The Value Of Photography

The Value Of Photography

by William Lulow

Note: Please pardon me while I wax a bit philosophical here!

What makes people take pictures? I have asked this question many times before, but I have been thinking about it more these days because of the many instances of shootings of children, the war in Ukraine, all the political violence in the world and just what most folks want from their lives. It often seems as though life is just lived without really much thought. For poorer folks it consists of trying to feed families and secure decent places to live. There isn’t much time or energy left for much of anything else. For many of us in the middle classes, photography can be an expressive outlet, it can serve to document people’s lives or to enrich them by providing stimulating pieces of artwork for them to look at and enjoy. But since life is really short by comparison to things in the universe, it can provide memories for those still living, long after the photographer or the maker of images has passed. And, it can provide a living for many of us who have been engaged in providing images for our clients to use for all sorts of commercial purposes.

I learned years ago, what goes into creating professional caliber images that people could use and it has been a driving influence in my life for the last 50 years or so. This past summer, I set out on a little trip to revisit some of the places I saw that many years ago to try and photograph them anew and to bring my substantial knowledge of the photographic process to those new images. The digital process, though complicated in its own right, has simplified the making of photographs greatly. Just as in anything else, once you study the science, you then have the ability to create the art. Unsurprisingly, I am a much better photographer today than I was even ten years ago.

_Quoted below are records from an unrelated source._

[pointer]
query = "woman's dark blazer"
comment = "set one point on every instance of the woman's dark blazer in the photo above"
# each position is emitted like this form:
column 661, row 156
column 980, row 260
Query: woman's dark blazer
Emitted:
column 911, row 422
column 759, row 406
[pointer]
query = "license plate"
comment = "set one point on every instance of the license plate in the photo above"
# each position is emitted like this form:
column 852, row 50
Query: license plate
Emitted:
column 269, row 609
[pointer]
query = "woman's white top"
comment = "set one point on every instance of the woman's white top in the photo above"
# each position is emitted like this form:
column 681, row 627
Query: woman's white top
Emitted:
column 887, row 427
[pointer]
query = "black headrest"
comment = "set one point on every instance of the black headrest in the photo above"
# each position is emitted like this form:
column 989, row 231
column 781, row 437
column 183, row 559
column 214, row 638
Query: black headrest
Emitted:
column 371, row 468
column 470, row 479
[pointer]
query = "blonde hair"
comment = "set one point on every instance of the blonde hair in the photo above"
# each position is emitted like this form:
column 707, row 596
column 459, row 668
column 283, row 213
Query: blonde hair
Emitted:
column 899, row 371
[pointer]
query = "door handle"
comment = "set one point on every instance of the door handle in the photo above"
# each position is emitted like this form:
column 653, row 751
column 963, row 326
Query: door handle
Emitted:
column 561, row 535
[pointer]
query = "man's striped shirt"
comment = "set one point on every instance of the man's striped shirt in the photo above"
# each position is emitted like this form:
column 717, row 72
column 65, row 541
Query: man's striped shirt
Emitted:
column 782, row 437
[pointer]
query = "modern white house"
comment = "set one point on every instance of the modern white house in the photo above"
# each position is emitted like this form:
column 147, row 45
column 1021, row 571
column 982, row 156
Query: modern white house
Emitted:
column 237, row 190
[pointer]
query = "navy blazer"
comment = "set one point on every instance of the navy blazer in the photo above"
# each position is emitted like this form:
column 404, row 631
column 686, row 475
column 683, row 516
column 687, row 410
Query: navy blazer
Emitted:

Today, if you carry a camera phone, you become a picture taker. It becomes easy to document what goes on in your life or someone else’s because the technology is so perfect. You often do not even have to think about it. But what interests me is the motivation for making pictures in the first place. Is it just to preserve a moment in time, an action or an event? Or is the value of images more than just that? I think a photographer’s life work can tell a story of who he or she was during the time they were alive. I have often said that a portrait is more of an image of the photographer than the person being photographed, because many different people have captured the same subjects, yet each looks different. This has everything to do with the human condition itself. For my own part, I was drawn to the art form when I was about eleven years old and finally decided, in my twenties, to try to make a living at it. It hasn’t always been easy, but I have endured in the business for over forty years.

Everything and everyone changes over time. So too, images depend on when and where they were made. Landscapes change and sometimes you can stand in the same place as someone else did and still not be able to duplicate his or her images. Here are two images made 50 years apart, of the same scene:

The first one was shot in the winter of 1972, the second in the summer of 2022. For the second one, the weather was completely different. Trees and other growth make for a very different scene. Yet one knows the place was the same. Here’s another example:

Here, the weather made a difference, but the place was the same.

 

And yet another image made in the same place:

This is made almost from the same spot Ansel Adams visited back in 1942. The view is of the Snake River and Grand Teton peak from the Snake River Overlook in Grand Teton National Park. In the eighty years that transpired between then and now, the landscape changed quite a bit including the growth of many more trees. You can “Google” the original to see some of the differences, but they are certainly obvious and serve to highlight the point I made about each photographer seeing the same scene differently. Sometimes it’s the scene itself that changes as we all grow older.

But, the value of making these images really lies in the photographer’s own reasons for photographing things herself. In my case here, it was the feeling of re-photographing places I had been before and seen under different circumstances. Some of them were made before I really knew what I was doing photographically, so the re-visit, was done, as I said, with the addition of much more knowledge about the process and therefore more mastery of how to make my images come out closer to what I envision. So, as much as I thought I knew then, I know much more now.

But there are other reasons to value photography. It shows us what our past was like. It can serve to remind us about our world and how it can change. It can make us feel something about what we look at and who we see. Even more importantly, when we study light and lighting, it changes the way we see the world completely. Once you study lighting, you will never look at a photograph or a scene without noticing the light. So, photography has the power to alter how you actually see the world and it has been doing so since its invention in the early 1800s.